Not because I want more money. Not because I want to impress anyone. Because I refuse to waste the one life I was given.
The average person dies at 25 and gets buried at 75.
They spend 40 years in jobs they hate, saving for retirements they'll be too tired to enjoy, waiting for "someday" while their dreams suffocate under the weight of comfort and excuses.
Here's what terrifies me about the average life:
You wake up at 65 and realize you spent your entire existence optimizing for other people's definitions of success.
You followed the script society wrote for you:
→ Get good grades
→ Get a safe job
→ Buy the house
→ Save for retirement
→ Die with regrets
But nobody asks the question that matters most:
"What story will they tell about how you lived?"
The average person's obituary reads like a checklist:
- Survived by spouse and children
- Worked 30 years at the same company
- Enjoyed golf and reading
- Services will be held Tuesday
I want mine to read like an adventure novel.
Because here's the brutal truth nobody wants to face:
The clock is ticking for all of us.
While you're worried about what people think, your life is disappearing one ordinary day at a time.
While you're playing it safe, your potential is dying of neglect.
While you're waiting for permission, your dreams are suffocating under the weight of "realistic"
expectations.
I've watched too many people:
- Postpone their dreams until they had "enough" money (they never did)
- Stay in relationships that drained their souls because it was "comfortable"
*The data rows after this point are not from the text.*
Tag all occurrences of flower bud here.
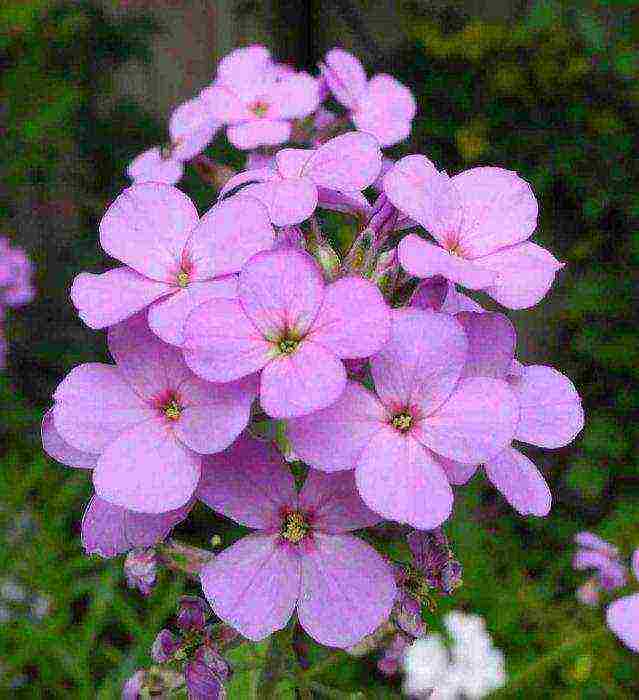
[151,629,180,664]
[177,596,208,632]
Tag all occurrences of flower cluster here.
[42,46,583,696]
[0,237,35,369]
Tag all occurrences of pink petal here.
[383,155,461,245]
[287,381,389,472]
[226,119,291,151]
[107,314,192,403]
[485,447,552,517]
[169,98,220,161]
[398,233,497,289]
[412,377,519,464]
[71,267,173,329]
[269,73,319,119]
[185,195,275,281]
[148,275,237,345]
[184,299,273,382]
[53,362,155,454]
[260,340,346,418]
[42,409,98,469]
[452,167,538,258]
[606,593,639,652]
[198,435,296,531]
[82,496,191,557]
[436,455,479,486]
[299,469,381,533]
[478,242,564,309]
[513,365,584,448]
[126,146,184,185]
[320,49,366,109]
[302,131,382,192]
[355,428,453,530]
[201,535,301,642]
[309,277,391,358]
[239,248,324,341]
[455,311,517,379]
[93,419,201,513]
[370,308,468,414]
[100,182,198,283]
[175,376,257,454]
[297,533,396,648]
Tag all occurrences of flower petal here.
[200,535,301,642]
[198,435,296,531]
[455,311,517,379]
[53,362,155,454]
[185,195,275,281]
[370,308,468,414]
[480,242,564,309]
[71,267,173,329]
[606,593,639,652]
[299,469,382,533]
[297,533,396,648]
[512,365,584,448]
[412,377,519,464]
[100,182,198,282]
[148,275,237,345]
[452,167,538,258]
[398,233,497,289]
[485,447,552,517]
[383,155,461,243]
[184,299,272,382]
[309,277,391,358]
[239,248,324,341]
[42,408,98,469]
[93,419,201,513]
[287,381,388,472]
[82,496,192,557]
[260,340,346,418]
[355,428,453,530]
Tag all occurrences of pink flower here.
[184,247,390,418]
[200,46,319,150]
[606,549,639,652]
[126,97,220,185]
[200,438,395,647]
[220,131,381,226]
[71,182,274,345]
[384,155,563,309]
[320,49,417,146]
[42,315,255,513]
[441,312,584,516]
[288,309,518,530]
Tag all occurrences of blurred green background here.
[0,0,639,699]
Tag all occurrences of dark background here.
[0,0,639,699]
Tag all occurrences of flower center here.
[280,510,311,544]
[391,411,413,433]
[277,338,300,355]
[162,399,182,420]
[175,270,190,289]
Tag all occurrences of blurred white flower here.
[403,611,506,700]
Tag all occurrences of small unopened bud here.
[151,629,180,664]
[184,661,226,700]
[177,596,208,632]
[124,549,157,596]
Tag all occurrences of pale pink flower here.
[287,309,518,530]
[384,155,563,309]
[200,438,395,647]
[200,46,319,150]
[184,247,390,418]
[71,182,275,345]
[320,49,417,146]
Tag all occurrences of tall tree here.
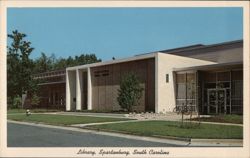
[117,73,143,112]
[7,30,34,98]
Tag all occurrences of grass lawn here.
[192,115,243,124]
[7,114,129,125]
[7,109,26,114]
[87,121,243,139]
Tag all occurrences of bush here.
[117,73,143,112]
[11,96,22,108]
[30,94,40,106]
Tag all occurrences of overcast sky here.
[7,8,243,60]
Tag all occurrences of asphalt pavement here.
[7,122,182,147]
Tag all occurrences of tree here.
[117,73,143,112]
[7,30,34,101]
[34,52,54,73]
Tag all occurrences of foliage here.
[7,30,101,106]
[11,96,22,108]
[7,30,34,99]
[31,94,40,106]
[87,120,243,139]
[117,73,143,111]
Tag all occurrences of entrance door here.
[207,89,227,114]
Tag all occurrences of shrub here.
[11,96,22,108]
[30,94,40,106]
[117,73,143,112]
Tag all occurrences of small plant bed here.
[7,114,130,125]
[191,115,243,124]
[86,121,243,139]
[7,109,62,114]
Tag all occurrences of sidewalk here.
[8,120,243,147]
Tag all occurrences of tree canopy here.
[117,73,143,112]
[7,30,101,99]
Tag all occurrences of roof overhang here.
[66,52,157,71]
[173,62,243,72]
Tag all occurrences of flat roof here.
[173,62,243,72]
[66,52,157,70]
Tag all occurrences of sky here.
[7,7,243,61]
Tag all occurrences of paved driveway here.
[7,123,182,147]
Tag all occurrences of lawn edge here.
[80,125,243,143]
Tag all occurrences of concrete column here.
[155,53,159,113]
[87,67,92,110]
[66,70,71,111]
[76,70,82,110]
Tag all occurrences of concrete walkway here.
[8,112,243,127]
[59,112,243,127]
[8,120,243,147]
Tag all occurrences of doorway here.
[207,88,227,114]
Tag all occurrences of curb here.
[8,120,243,147]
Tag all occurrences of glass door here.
[207,89,227,114]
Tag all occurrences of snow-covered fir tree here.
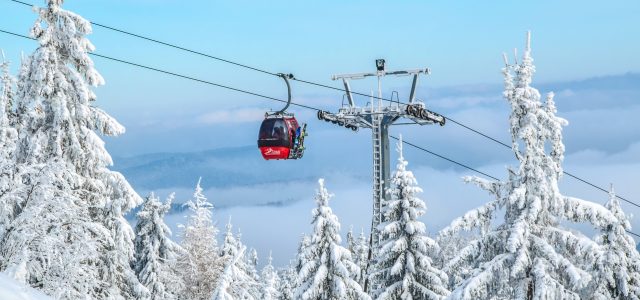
[0,50,17,161]
[589,187,640,299]
[213,221,261,300]
[260,253,282,300]
[442,31,616,299]
[295,233,313,274]
[133,193,184,300]
[276,261,298,300]
[347,226,356,254]
[351,229,369,286]
[176,179,222,300]
[248,247,260,288]
[0,0,148,299]
[295,179,370,300]
[0,50,22,241]
[372,136,449,299]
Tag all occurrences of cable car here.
[258,74,307,160]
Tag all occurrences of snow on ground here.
[0,273,52,300]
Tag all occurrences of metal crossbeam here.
[318,59,446,292]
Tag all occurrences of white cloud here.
[196,108,265,125]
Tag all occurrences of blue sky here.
[0,0,640,263]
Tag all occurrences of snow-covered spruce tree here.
[295,179,370,300]
[441,31,616,299]
[351,229,369,286]
[0,0,148,299]
[295,233,315,274]
[248,247,260,288]
[589,187,640,299]
[0,50,21,241]
[176,179,222,300]
[372,136,449,299]
[276,261,298,300]
[260,253,282,300]
[213,221,261,300]
[133,193,183,300]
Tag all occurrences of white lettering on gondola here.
[264,148,280,155]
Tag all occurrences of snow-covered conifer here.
[213,221,261,299]
[260,253,281,300]
[0,50,22,239]
[589,187,640,299]
[347,226,356,255]
[442,31,616,299]
[295,179,370,300]
[0,0,148,299]
[372,137,449,299]
[133,193,183,300]
[351,229,369,286]
[277,261,298,300]
[177,179,222,299]
[295,233,312,274]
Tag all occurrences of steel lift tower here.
[318,59,446,290]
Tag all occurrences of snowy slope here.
[0,273,52,300]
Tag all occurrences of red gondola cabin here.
[258,115,302,160]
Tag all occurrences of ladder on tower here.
[371,112,385,250]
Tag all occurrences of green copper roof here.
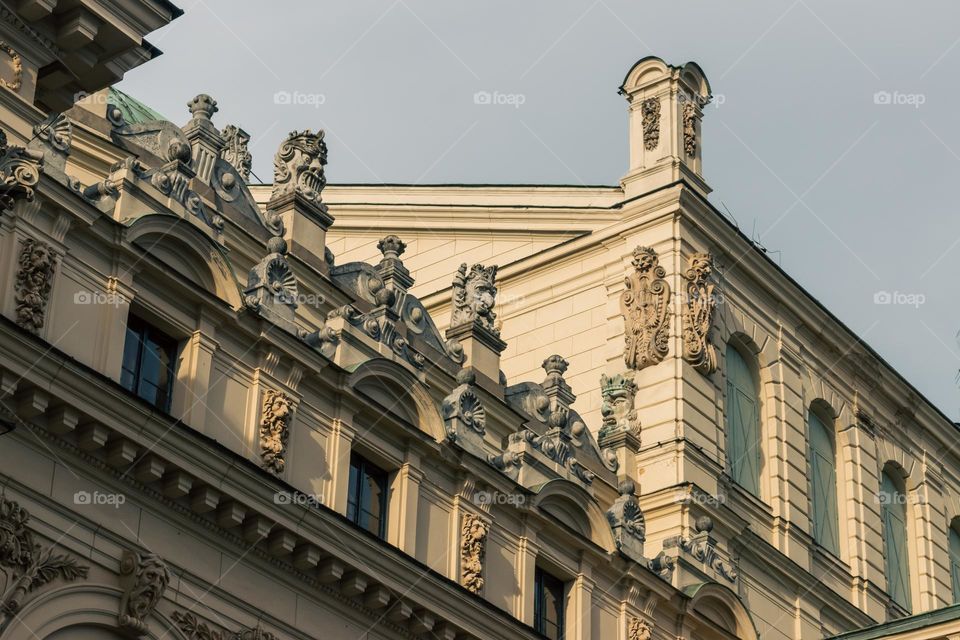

- Choose security over significance and wonder why they felt empty
- Build lives that looked successful from the outside but felt hollow from within
- Die with their music still inside them
The average person spends:
- 13 years in education preparing for life
- 40+ years working for someone else's dreams
- 16+ years sleeping their life away
- Maybe 10 years truly living (if they're lucky)
Do the math.
You get roughly 4,000 weeks on this planet.
How many of them are you willing to sacrifice to average?
I refuse to be the person who:
- Waits until tomorrow to start living authentically
- Chooses comfort over growth because change is scary
- Dies wondering "what if" instead of knowing "what was"
- Leaves this world the same as when I entered it
- Settles for a life that fits someone else's expectations
The difference between average and extraordinary isn't talent.
It's the willingness to disappoint people.
Average people need everyone to approve of their choices.
Extraordinary people need only themselves to approve of their story.
Average people ask: "What will they think?"
Extraordinary people ask:"What will I regret not trying?"
This isn't about business. This isn't about money.
This is about the fundamental question of human existence:
Will you spend your brief time here as an extra in someone else's movie, or as the hero of your own story?
Every day you choose:
- Comfort or courage
- Approval or authenticity
- Safety or significance
- Their expectations or your dreams
- A life lived or a life wasted
I choose to disappoint the right people rather than disappoint myself.
I choose to fail at my own dreams rather than succeed at someone else's.
I choose to be misunderstood by many rather than understood by none.
I choose to live one life fully rather than many lives partially.
The question isn't whether you're capable of more.
The question is whether you're willing to disappoint people to discover how much more.